Medical charity Medecins Sans Frontiers (MSF) has warned that those sheltering in makeshift camps or outdoors have been left without protection – either physical or legal.
“It’s very cold at night, it’s almost like one or two degrees. It’s been raining in the last few days,” said MSF South Africa programme director Muriel Cornelis.
“And then legal protection – most of them do not have any status, no legal status, no temporary status.”
A spokesman for the UNHCR said very few of the displaced foreigners fit the formal definition of “refugee”.
Nevertheless, the government is coming under considerable pressure to organise better accommodation than the makeshift camps currently housing most of the displaced people.
Correspondents say it has made it clear that any option which isolates rather than integrates foreigners into the community would be contrary to its policy.
Overcrowding
The government said in a statement that reports, made on the BBC, that it intended to set up “refugee camps” for tens of thousands of displaced foreigners were “baseless and therefore not true”.
Home affairs department spokesperson Siobhan McCarthy said temporary shelters would ensure displaced migrants had access to health services, food and sanitation, the South African Press Association reports.
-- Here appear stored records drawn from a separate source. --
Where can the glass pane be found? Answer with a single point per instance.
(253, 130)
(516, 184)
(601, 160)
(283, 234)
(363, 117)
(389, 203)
MSF said it was finding cases of diarrhoea and chest infections in overcrowded existing shelters near Johannesburg.
The International Red Cross’s Francoise Le Goff told the BBC it was vital people found alternative places to stay.
“We have problems with sanitation; it’s cold; people are getting sick, so their security is barely there,” she said.
“People need to leave this place and have an area where they can settle a little better and where they can reorganise a better life.”
Compensation
The unrest, targeting migrants from Zimbabwe and other African countries, began near Johannesburg earlier this month.
Fifty-six people have been killed and more than 650 injured in the attacks, according to officials.
Aid agencies say the true number of displaced people is at least 80,000.
Nigeria says it will press for compensation from the South African government for its citizens who were victims of the violence.
Nigerian Foreign Minister Ojo Maduekwe said that no Nigerians were killed in the attacks, but many have lost their properties and others have had their shops looted.
Many people have fled South Africa to countries including Zambia, Mozambique and Botswana.
Resentment against foreigners who are seen to be harder working and better educated than locals have been cited a factors fuelling the violence.